A new WineHQ server was installed this week by Jeremy Newman from CodeWeavers. Last week the server was dealt a crushing blow from CrossOver Office downloads, Wine downloads, etc. The WineHQ server does everything - CVS, mailing lists, web site, ftp site, etc. I asked Jeremy what the new specs on the server were and he replied:

  • 4U Rackmount
  • Dual Athlon MP 2000
  • 2 GB of DDR 2100 ECC Registered RAM
  • 36 GB Ultra 160 SCSI HDD

We are planning on switching the server over to RAID very soon. (the hardware is already purchased), so when that happens, we will have the system on RAID Level 1 Dual Ultra 160 36 GB drives.

There was a little downtime last week as it was put in place, but for an unplanned upgrade it appeared pretty smooth. Some people experienced problems with the new sendmail, but most of those seem ironed out now.

Utilities

Dimi Paun announced some utilities others might find useful:

As I've reported earlier on the list, cvsup compiled for glibc 2.x (x < 3) systems does not work on the new glibc2.3 systems, such as RedHat 9, or Mandrake 9.1, due to the threading changes.

I've been looking all over the net for a precompiled binary of cvsup that works on these new systems, as cvsup is written in Modula 3, which is a bitch to setup.

Finally I gave up and did the work myself. I've created a complete binary package which can be download from:

    [ed. note: link removed, see below]

Note that the binaries are not small as they are statically linked, but they should work on all glibc2.3 system.
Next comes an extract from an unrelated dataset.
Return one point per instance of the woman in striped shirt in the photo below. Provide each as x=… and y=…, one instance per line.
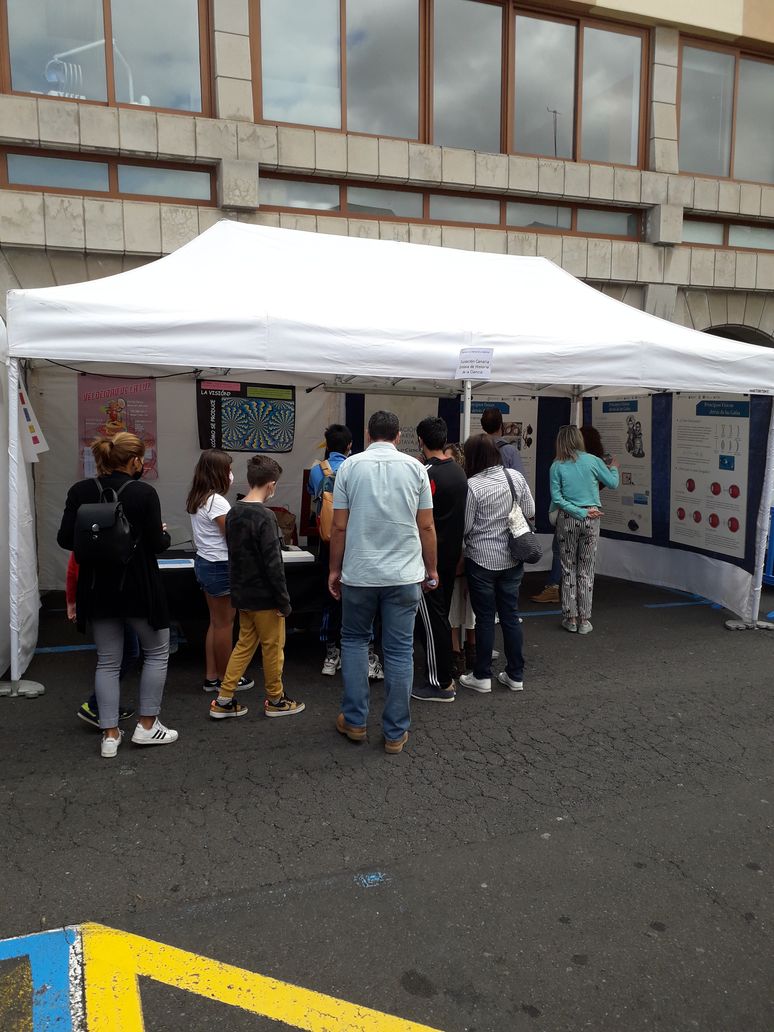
x=493, y=577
The archive contains the following files:

  • cvsup-glibc2.3/bin/cvpasswd
  • cvsup-glibc2.3/bin/cvsup
  • cvsup-glibc2.3/sbin/cvsupd
  • cvsup-glibc2.3/man/man1/cvpasswd.1
  • cvsup-glibc2.3/man/man1/cvsup.1
  • cvsup-glibc2.3/man/man8/cvsupd.8

Simply copy them to the /usr/local prefix. They are compiled to go to /usr/local, they may work even if copied in /usr, but I haven't tried that.

Enjoy!

Jeremy Newman ran into the same thing:

I noticed this to when I tried getting cvsup to run on the new server. (which is using glibc 2.3). I also had to build it myself.

As WineHQ does use cvsup and cvsupd as an option for getting the WIne tree, we should add a note about this on the using CVS page on the site.

Also, I will mirror your file in the winehq ftp site.

BTW, I built mine using the ezm3 version of modula-3 which was fairly simple to build.

Dimi uploaded his package to the SourceForge repository and listed them under Support Files.